Robust RL with Transformer Detection
Zero-Sum Robust Deep RL for Real-Time Embedded Control
Transformer-Based Disturbance Detection & Dual-Policy Mixing on NVIDIA Jetson
Ongoing Research Ali BaniAsad – Fasta Robotics
Abstract
Deploying reinforcement learning policies on physical robots requires robustness to unmodeled disturbances, parameter uncertainty, and the sim-to-real gap. This project presents a methodology for robust control that frames the problem as a two-player zero-sum Markov game in which a learned adversary systematically probes the weaknesses of the control policy during training.
The architecture maintains two distinct policies:
- Optimal policy $\pi^{\text{opt}}$: trained on the nominal environment to maximize expected return
- Robust policy $\pi^{\text{rob}}$: co-trained against the adversary to maximize worst-case return
At runtime, a lightweight transformer encoder processes a sliding window of recent observations to produce a real-time disturbance estimate – both a detection probability and an estimated magnitude.

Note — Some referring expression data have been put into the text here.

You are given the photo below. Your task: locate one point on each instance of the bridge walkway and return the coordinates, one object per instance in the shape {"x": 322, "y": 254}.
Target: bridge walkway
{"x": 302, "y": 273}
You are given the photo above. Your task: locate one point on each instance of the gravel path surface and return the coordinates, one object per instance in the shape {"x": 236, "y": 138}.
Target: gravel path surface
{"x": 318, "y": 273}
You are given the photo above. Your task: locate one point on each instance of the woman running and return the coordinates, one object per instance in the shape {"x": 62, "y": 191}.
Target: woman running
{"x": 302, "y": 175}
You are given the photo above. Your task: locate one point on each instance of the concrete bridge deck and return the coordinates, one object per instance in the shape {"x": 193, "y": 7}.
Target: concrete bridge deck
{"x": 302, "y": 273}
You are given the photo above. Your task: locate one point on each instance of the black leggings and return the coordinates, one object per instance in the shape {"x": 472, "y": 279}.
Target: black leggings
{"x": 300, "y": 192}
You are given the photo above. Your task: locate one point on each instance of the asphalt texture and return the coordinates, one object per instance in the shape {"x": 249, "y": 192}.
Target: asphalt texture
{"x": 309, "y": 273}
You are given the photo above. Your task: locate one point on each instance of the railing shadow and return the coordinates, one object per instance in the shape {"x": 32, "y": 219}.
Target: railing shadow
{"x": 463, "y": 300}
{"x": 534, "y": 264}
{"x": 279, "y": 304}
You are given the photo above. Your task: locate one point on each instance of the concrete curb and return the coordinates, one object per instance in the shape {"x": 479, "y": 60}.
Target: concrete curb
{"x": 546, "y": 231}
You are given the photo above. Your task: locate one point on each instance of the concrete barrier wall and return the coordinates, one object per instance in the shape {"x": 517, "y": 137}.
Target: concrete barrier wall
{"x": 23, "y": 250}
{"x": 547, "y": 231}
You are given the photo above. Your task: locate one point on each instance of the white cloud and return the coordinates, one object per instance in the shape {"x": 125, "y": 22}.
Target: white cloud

A learned gating function converts this estimate into a continuous mixing coefficient $\alpha_t \in [0,1]$ that blends the two policies:
\[a_t = \alpha_t \, \pi^{\text{rob}}(s_t) + (1 - \alpha_t) \, \pi^{\text{opt}}(s_t)\]All neural network components are exported through ONNX to TensorRT engines optimized for the NVIDIA Jetson platform and integrated into a ROS 2 control node achieving sub-two-millisecond inference latency at up to 500 Hz.
System overview: dual-policy architecture with transformer-based disturbance detection and real-time gating on embedded GPU.
Key Contributions
Dual-Policy Mixing
Separate optimal and robust policies blended via a continuous gating coefficient -- preserving nominal performance while providing worst-case robustness on demand.
Transformer Disturbance Detector
Lightweight transformer encoder on a sliding window of observations outputs detection probability and estimated magnitude in real time.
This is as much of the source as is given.